Shortly before my 10th birthday on April 12, 1981 the United States launched its first space shuttle mission - STS-1. Like most 10 year olds, I wanted to experience every exciting ounce of the event. I'll never forget bounding out of bed and rushing to the kitchen to grab my cereal so that I could sit in front of the TV and watch as much of this amazing event as possible. Turning on the TV, I was disappointed to find that none of the news networks had started coverage yet. I'm still not sure what I was expecting to see at 4:30 in the morning on broadcast television. Much of the other detail is lost to the fogginess of time, but I'm still left with a very palpable sense of excitment, pride and tremendous hope for humanity as a result of putting that wonderful mixture of people, technology and science into outer space. All of this was heightened by earlier delays in the launch schedule.
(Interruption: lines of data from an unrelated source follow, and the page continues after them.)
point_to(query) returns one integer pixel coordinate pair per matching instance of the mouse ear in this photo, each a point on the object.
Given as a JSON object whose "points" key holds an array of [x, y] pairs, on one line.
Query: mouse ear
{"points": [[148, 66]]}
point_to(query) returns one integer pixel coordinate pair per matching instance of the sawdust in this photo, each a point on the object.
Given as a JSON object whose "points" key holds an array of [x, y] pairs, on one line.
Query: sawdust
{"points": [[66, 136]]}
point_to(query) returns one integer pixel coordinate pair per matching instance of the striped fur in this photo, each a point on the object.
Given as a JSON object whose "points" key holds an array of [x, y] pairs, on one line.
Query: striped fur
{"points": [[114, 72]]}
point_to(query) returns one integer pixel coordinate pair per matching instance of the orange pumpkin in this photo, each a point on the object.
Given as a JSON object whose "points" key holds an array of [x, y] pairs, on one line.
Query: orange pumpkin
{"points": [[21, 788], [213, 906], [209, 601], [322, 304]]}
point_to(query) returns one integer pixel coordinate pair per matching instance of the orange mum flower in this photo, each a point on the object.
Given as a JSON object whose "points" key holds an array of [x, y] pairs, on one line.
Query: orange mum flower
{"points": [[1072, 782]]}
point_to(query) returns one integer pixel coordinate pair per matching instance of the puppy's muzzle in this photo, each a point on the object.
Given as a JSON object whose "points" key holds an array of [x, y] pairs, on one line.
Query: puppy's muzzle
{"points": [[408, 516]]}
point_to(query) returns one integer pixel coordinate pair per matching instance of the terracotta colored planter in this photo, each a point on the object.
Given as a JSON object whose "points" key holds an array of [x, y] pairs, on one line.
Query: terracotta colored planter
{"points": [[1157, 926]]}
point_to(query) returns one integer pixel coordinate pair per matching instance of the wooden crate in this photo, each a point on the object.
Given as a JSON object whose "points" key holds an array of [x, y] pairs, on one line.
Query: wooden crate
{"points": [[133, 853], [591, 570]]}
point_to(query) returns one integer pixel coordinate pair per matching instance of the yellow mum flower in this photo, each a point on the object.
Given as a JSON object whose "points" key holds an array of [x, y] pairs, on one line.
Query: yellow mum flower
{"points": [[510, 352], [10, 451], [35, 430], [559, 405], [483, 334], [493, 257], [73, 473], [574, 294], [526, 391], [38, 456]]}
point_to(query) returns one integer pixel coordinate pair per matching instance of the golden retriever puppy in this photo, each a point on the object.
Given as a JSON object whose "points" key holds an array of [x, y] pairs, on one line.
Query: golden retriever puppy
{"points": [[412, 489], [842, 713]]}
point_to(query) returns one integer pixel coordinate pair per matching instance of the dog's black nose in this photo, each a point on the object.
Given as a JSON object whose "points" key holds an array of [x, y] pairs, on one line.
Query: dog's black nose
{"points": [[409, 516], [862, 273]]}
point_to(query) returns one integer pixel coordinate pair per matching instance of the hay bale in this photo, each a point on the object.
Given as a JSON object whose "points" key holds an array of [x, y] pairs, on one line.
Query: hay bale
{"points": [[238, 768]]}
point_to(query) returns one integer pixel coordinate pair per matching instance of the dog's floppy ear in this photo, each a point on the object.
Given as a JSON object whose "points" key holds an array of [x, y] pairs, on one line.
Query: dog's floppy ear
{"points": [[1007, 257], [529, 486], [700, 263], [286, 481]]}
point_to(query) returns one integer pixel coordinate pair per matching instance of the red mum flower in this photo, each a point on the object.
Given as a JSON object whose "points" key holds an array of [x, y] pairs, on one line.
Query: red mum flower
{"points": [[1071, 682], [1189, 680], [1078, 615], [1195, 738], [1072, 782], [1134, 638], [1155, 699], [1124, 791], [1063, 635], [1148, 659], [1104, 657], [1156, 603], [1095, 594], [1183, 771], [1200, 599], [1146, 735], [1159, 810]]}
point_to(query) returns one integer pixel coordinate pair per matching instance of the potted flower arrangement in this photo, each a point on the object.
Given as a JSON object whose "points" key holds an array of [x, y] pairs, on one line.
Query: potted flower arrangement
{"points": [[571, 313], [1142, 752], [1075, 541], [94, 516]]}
I will also never forget watching that beautifully sculpted mass ever so slowly lift itself off the launch pad towards the blackness of outer space. I watched every single launch and landing that occured right through to the 1986 disaster. I'm still no less of a fan of the program 22 years later, but 1986 served to put things into perspective for me. The shuttle program is not only an amazing amalgam of discovery, exploration and awe for little boys, but it is also a dangerous exercise that has as much potential to go disasterously wrong as it does to go amazingly well. The program is a series of launches and landings that needed my prayer as much as it needed my awe.
I've got a lot of empathy for Doc's situation this morning as I watch the news. Reading an earlier entry in his blog, I thought how neat it would be to sit down and watch the landing this morning. Not an unusual thought for me over the last few years, but the landings have been difficult or impossible for me to watch because of the combination of a moderately busy travel schedule and no cable or satellite television connections. Broadcast TV has never been a great way to keep in touch with real-time NASA events and today was no different.
Reading his blog led me to remember when I was a younger and where my thoughts were during the momentous events, good and bad, of the shuttle space program.
Today, they are with the families affected by this disaster, every shuttle watcher that needs to digest this tragic event in their own way and also with the six-year olds that we each have inside of that also needs some understanding of how something so great could, as Searls rightly put it, end so badly.